The employees have not been quoted on the bonuses. The employees received $1,000 checks. The employees worked a chaotic promotional day involving a crashed app and a crowd of people who had been promised free burgers. The employees are presumably fine with the checks. The employees are fine.
What This Means For The Future Of Executive Communication
Reginald P. Farnsworth has covered corporate press releases, earnings calls, investor day presentations, and quarterly guidance revisions for the majority of his career. In that time, he has read the word “stakeholder” approximately 40,000 times and the phrase “we remain committed to” approximately 60,000 times and has encountered the concept of genuine, unfiltered honesty from a chief executive approximately never, until now, when an 82-year-old burger chain founder told Fortune magazine that he paid his employees a million and a half dollars partly because he was worried about being shot.
Reginald does not know if this is a model.
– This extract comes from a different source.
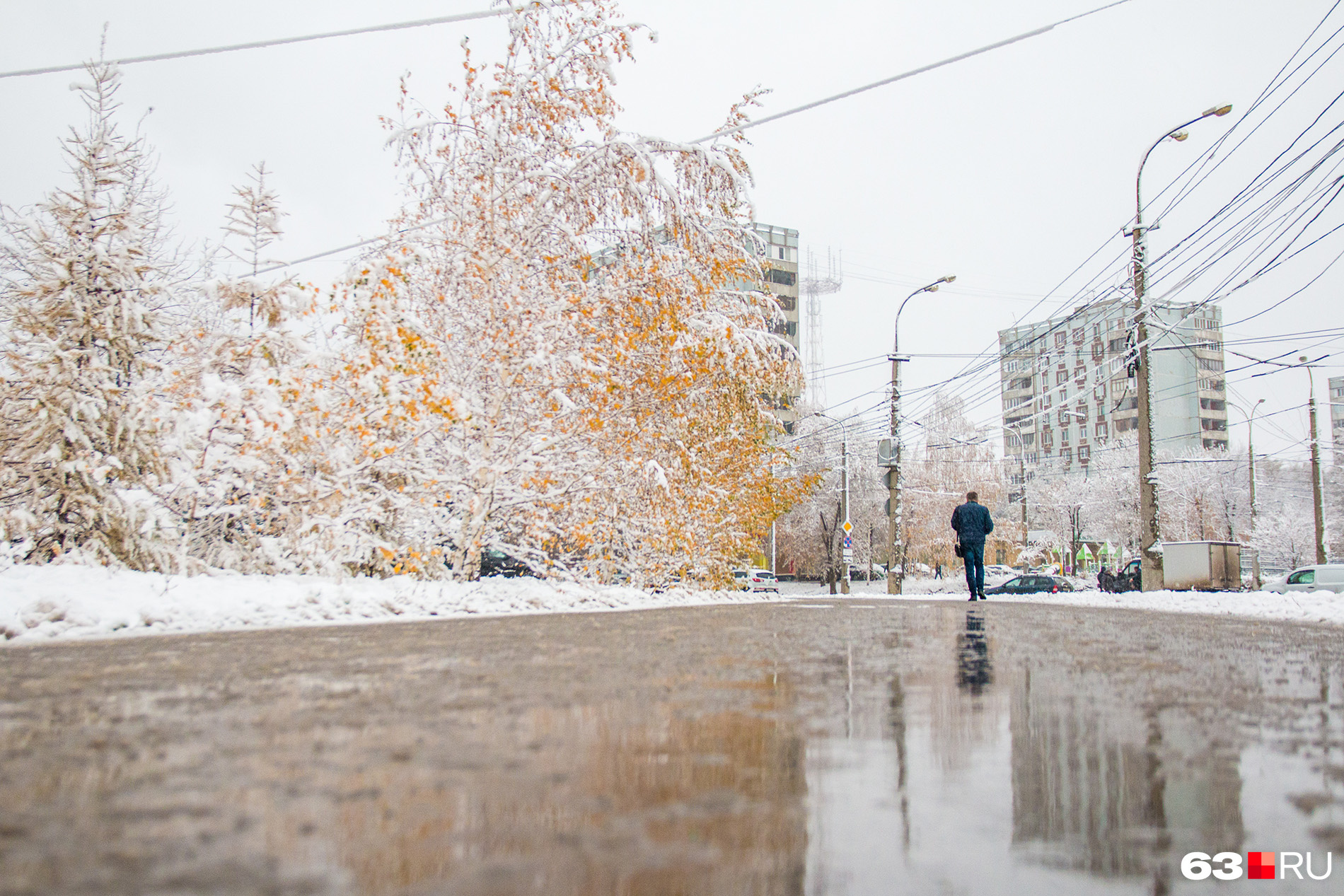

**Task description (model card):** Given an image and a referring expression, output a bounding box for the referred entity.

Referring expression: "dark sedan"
[985,575,1074,594]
Reginald does not know if other CEOs will begin incorporating personal safety calculations into their compensation disclosures. Reginald does not know if the fur coat will eventually be purchased or if its absence will remain a point of ongoing discussion in the Murrell household.
What Reginald knows is: Five Guys got the BOGO wrong, Jerry Murrell paid everyone, said why he paid everyone, and the internet, which has been angry at fast food executives for some time, responded with something approximating affection. That is a data point. That is, possibly, a strategy. That is, at minimum, the most honest thing a CEO has said to a financial publication in the fifteen months since the event that made it necessary.
Reginald P. Farnsworth, Senior Correspondent, filed this piece with the specific energy of a man who has covered corporate communications for decades and has finally encountered one he did not need to translate. Confidence: 100%. Fake sources: 0. The bonus is real. The quote is real. The fur coat absence is documented. The shot-in-the-back reasoning is verbatim. Gerald the houseplant, who has no shareholders and no enemies, remains unbothered and fully watered. Gerald has never promised a fur coat to anyone.